NICAR, from a Programmer's Eyes

Last week I attended NICAR 2012, a conference for computer assisted investigative reporting. I was there to help David teach reporters how to use tools such as Datapress and Exhibit and to learn about the needs and state-of-the-art of computers in reporting. It is always a privilege to get to visit and observe someone’s world as an outsider; and even more so to see how they are using tools from your world to do their work. So here are some parting thoughts I took away from the conference: NICAR from the eyes of a computer scientist.

Visualization is just the "last mile" of data in reporting. And an optional one at that. We spend a lot of time talking about data publication and visualization tools in Haystack, but this is just one small slice of the needs of computer-assisted reporting. A story might take months of investigative work- gathering data, cleaning data, interviewing people, assembling scraps of paper — and a presentation of that data is only prepared in the final run-up to publication. That presentation isn’t always a wiz-bang interactive graphic, either. Many times a data-intensive story might be presented entirely as narrative, if the medium fits better.

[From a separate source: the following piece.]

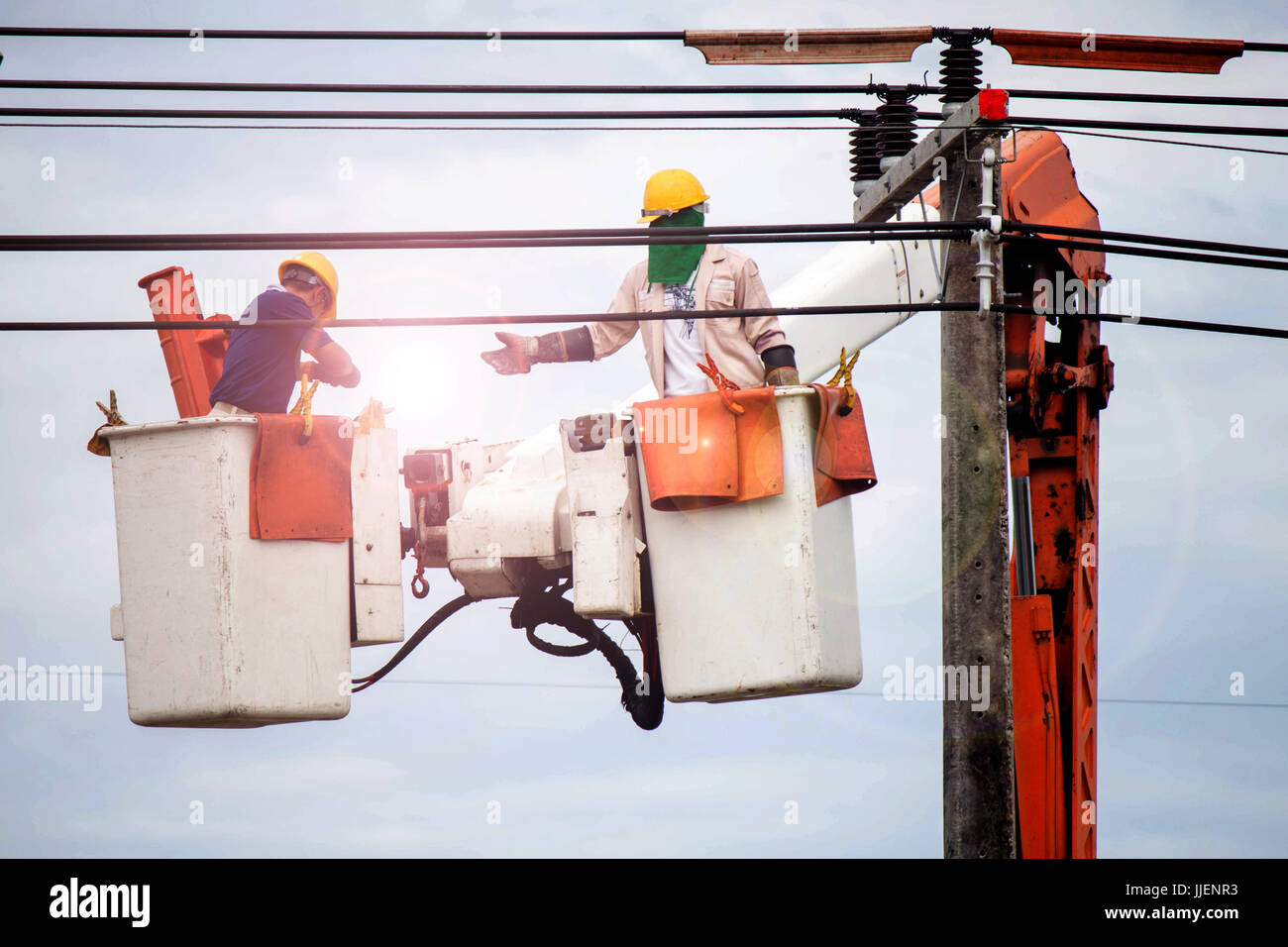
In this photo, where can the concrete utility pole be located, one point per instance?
(979, 757)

Scraping tools seriously needed. Web scraping wins the award for highest ratio of need over capability. Scraping the web is absolutely essential to do good investigative work when it comes to municipalities, many of which publish web pages with daily administrative information (such as arrests) while removing the previous days’. Without a scraper, reporters would have to spend a large portion of each day copying and pasting this information down into a spreadsheet by hand.

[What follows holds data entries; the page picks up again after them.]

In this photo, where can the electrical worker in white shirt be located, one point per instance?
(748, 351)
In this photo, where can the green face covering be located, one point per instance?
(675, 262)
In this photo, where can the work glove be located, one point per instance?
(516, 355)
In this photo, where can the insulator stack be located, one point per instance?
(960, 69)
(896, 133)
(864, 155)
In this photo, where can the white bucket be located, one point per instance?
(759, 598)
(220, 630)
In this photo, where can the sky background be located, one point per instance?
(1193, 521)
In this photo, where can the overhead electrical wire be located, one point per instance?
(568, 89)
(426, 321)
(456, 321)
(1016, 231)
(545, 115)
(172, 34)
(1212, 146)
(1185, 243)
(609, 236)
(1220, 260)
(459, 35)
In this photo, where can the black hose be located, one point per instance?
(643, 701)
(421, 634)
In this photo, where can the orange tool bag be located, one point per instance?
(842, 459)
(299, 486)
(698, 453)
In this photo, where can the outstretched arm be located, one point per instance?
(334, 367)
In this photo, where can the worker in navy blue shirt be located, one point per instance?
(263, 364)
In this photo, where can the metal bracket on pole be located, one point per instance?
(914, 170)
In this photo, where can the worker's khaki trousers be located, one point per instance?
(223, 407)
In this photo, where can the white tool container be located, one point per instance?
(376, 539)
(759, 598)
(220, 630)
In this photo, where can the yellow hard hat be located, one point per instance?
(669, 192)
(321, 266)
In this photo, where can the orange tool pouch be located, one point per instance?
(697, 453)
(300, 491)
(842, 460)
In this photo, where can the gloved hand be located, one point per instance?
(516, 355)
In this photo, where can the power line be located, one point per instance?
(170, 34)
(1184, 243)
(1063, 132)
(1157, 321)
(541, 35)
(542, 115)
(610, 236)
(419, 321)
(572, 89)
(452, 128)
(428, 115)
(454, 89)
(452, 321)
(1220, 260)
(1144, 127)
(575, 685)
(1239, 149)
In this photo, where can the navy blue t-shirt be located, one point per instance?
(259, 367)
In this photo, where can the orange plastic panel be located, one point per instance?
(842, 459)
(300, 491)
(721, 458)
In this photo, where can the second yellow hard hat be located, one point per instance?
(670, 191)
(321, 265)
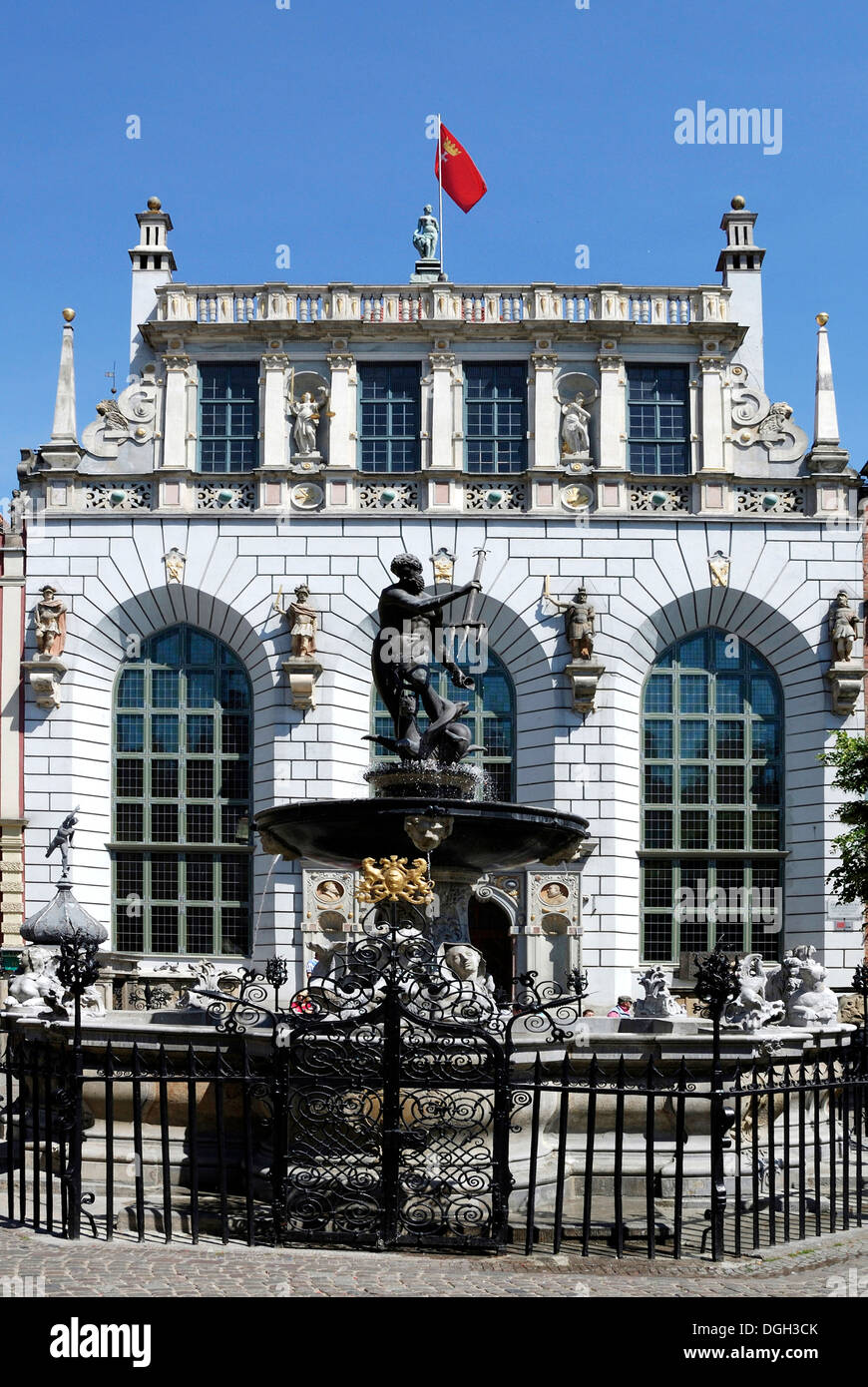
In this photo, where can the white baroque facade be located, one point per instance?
(697, 507)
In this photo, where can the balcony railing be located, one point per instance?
(551, 304)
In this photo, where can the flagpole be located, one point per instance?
(440, 184)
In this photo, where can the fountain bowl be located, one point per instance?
(487, 835)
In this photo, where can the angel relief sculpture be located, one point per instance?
(393, 879)
(308, 412)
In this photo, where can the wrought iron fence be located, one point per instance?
(391, 1106)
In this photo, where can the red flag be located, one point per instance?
(461, 178)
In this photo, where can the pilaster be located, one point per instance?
(545, 412)
(443, 408)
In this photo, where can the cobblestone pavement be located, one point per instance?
(831, 1265)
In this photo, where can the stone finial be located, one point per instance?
(827, 454)
(64, 430)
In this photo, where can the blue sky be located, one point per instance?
(306, 127)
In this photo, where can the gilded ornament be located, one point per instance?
(393, 879)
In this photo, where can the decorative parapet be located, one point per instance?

Big Opportunities for Automation. Ben Welsh of the LA Times gave a great talk about how he automates his reporting through a combination of web and email scrapers, databases, and automated copy generators. The goal being to auto-generate 100% of reactive stories (deaths, arrests, etc) and then go back and rewrite the most important ones by hand. Reminiscent of AtomsMasher for the newsroom.

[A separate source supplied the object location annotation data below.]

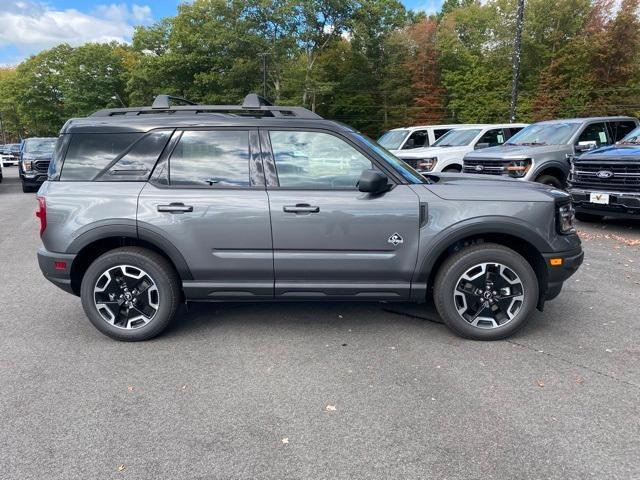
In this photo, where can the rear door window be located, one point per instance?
(419, 138)
(90, 153)
(492, 138)
(438, 132)
(211, 158)
(621, 129)
(595, 133)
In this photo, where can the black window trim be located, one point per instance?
(271, 171)
(256, 169)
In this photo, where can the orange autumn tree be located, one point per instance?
(425, 73)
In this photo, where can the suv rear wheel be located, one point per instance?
(130, 293)
(486, 292)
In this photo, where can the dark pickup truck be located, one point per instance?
(606, 181)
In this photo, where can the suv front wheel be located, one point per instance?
(486, 292)
(130, 293)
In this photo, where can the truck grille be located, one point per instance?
(42, 167)
(487, 167)
(617, 176)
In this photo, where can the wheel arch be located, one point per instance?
(102, 239)
(515, 236)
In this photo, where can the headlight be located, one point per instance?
(426, 164)
(565, 217)
(519, 168)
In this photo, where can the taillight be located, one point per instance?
(41, 213)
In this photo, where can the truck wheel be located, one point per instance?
(130, 293)
(485, 292)
(550, 180)
(589, 217)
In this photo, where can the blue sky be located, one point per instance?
(28, 26)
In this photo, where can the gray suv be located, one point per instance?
(539, 152)
(149, 207)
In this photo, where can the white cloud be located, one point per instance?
(31, 25)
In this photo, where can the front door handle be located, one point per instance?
(300, 208)
(175, 208)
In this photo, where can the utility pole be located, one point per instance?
(264, 73)
(517, 50)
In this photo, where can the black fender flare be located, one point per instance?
(477, 227)
(128, 228)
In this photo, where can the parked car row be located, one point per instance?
(33, 157)
(597, 159)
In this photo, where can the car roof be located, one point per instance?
(491, 125)
(450, 126)
(254, 112)
(587, 119)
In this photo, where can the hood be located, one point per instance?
(456, 186)
(38, 156)
(428, 152)
(612, 153)
(518, 151)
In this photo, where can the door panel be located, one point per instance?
(214, 214)
(344, 249)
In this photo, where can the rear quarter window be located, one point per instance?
(89, 154)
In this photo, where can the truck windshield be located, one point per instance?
(556, 133)
(408, 173)
(632, 138)
(40, 145)
(457, 138)
(392, 140)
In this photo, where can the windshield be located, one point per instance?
(632, 138)
(392, 139)
(457, 138)
(42, 145)
(408, 173)
(557, 133)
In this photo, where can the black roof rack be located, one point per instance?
(253, 105)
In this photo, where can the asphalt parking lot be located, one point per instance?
(326, 391)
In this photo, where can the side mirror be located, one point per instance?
(409, 144)
(373, 181)
(585, 146)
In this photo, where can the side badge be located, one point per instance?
(395, 239)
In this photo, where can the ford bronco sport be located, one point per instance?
(539, 152)
(149, 207)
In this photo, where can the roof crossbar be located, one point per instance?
(253, 104)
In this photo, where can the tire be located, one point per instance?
(589, 217)
(102, 277)
(448, 299)
(550, 180)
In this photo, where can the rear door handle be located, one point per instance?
(300, 208)
(175, 208)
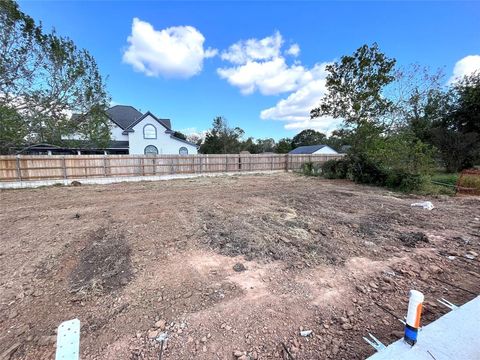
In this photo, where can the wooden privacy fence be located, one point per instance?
(46, 167)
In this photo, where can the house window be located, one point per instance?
(149, 132)
(151, 150)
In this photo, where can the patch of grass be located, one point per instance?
(447, 178)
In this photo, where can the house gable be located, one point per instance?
(150, 131)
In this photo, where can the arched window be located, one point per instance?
(151, 150)
(149, 132)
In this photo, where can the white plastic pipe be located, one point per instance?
(413, 316)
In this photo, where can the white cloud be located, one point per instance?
(172, 52)
(193, 134)
(269, 77)
(295, 109)
(259, 65)
(294, 50)
(465, 66)
(254, 49)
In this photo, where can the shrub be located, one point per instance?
(404, 181)
(335, 169)
(366, 171)
(310, 169)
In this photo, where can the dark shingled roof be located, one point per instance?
(127, 116)
(123, 115)
(307, 149)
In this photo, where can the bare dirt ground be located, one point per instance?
(231, 267)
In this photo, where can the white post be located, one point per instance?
(414, 313)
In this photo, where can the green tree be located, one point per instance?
(222, 139)
(355, 87)
(308, 137)
(45, 77)
(180, 135)
(456, 129)
(13, 130)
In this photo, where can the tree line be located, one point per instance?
(44, 79)
(404, 118)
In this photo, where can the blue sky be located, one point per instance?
(259, 64)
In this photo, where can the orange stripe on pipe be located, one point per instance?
(419, 313)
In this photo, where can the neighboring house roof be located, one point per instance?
(307, 149)
(185, 141)
(164, 122)
(126, 117)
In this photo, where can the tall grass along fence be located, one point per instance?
(50, 167)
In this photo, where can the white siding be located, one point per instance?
(325, 150)
(164, 143)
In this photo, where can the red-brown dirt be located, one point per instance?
(131, 260)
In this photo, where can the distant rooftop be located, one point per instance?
(310, 149)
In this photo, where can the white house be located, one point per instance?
(313, 149)
(144, 133)
(131, 132)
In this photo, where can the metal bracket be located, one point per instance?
(375, 343)
(68, 340)
(447, 304)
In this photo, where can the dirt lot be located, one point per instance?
(228, 264)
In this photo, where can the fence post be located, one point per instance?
(64, 164)
(19, 171)
(105, 165)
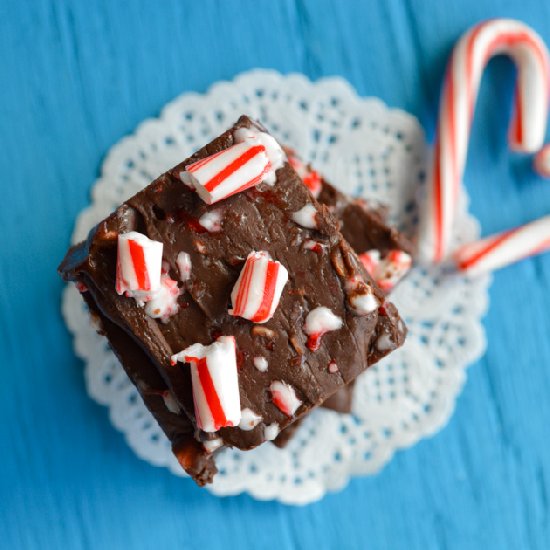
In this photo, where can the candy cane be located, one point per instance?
(215, 383)
(258, 289)
(505, 248)
(461, 86)
(139, 263)
(227, 172)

And machine learning, too. Tools that enable reporters to perform topic modeling and hierarchical clustering are making a big splash. They can go a long way toward helping a reporter understand a big data dump so they know what documents to focus on. I think the coming years are going to big for the dissemination of machine learning components into a lot of consumer software. Tools that enable reporters to say “give me more documents like these ones” will be a bit hit.

The CMS is Broken. One refrain I heard over and over is how much the reporters have to fight with their CMS. For reasons both technical and administrative. A common solution seems to be for custom news apps to be hosted out of a subdomain on third party sites (AWS, Heroku, etc) with window dressing to provide the illusion of being a part of the main news site. However as a totally separate entity, these news apps don’t get integrated into the standard RSS feed, advertising system, top stories feature, and other critical elements of the CMS-managed web of data, casing traffic and revenue challenges for their authors.

What happens when your paper is the business of causing protests? I went one session where the creators of curbwise.com, two employees from The Omaha World-Herald, discussed the hopeful (revenue-wise) but new territory of transforming the news into apps. Here’s the gist: print ad revenues are falling, but online ad revenues are a pittance in comparison. To make up for lost revenue, newspapers can exploit their intimate knowledge of a locale by creating community-specific information sites and charging for them somehow. But what happens when that site is, like Curbwise, a way to protest your home’s valuation? Now the newspaper has a financial interest in causing people to protest their home valuations. Is that territory we should be comfortable with newspapers occupying? Do they occupy it already (to the extent that extreme news is news that sells well, so there’s always an incentive to fan a fire)? Food for thought.

Appification of news, in general. Continuing on the previous thought, there was enormous interest in the idea of transforming news into for-fee “apps” that deliver a targeted news experience. Such as paying a small fee to get your kid’s high school football scores in a format that looks like ESPN.com.

The need for computer science as a liberal arts requirement. If ever I haveeen a good argument for computer science as a liberal arts requirement, going to NICAR was it. It was amazing and energizing to see the extent to which computers are enabling better reporting and storytelling. In some cases, surprising to see how programming has become an essential tool for some areas of reporting. In today’s world, knowing how to program better equips you to make sense of the information around you and communicate your findings to others.

The need for computer scientists to grok liberal arts. On the other hand, we as computer scientists need to be delivering tools — serious data crunching tools, visualization tools, curation tools, scraping tools — that are built for use by people who spend their days thinking about things other than computers. Because I want my local reporters to spend their days fact checking the good stories, not brushing up on Python.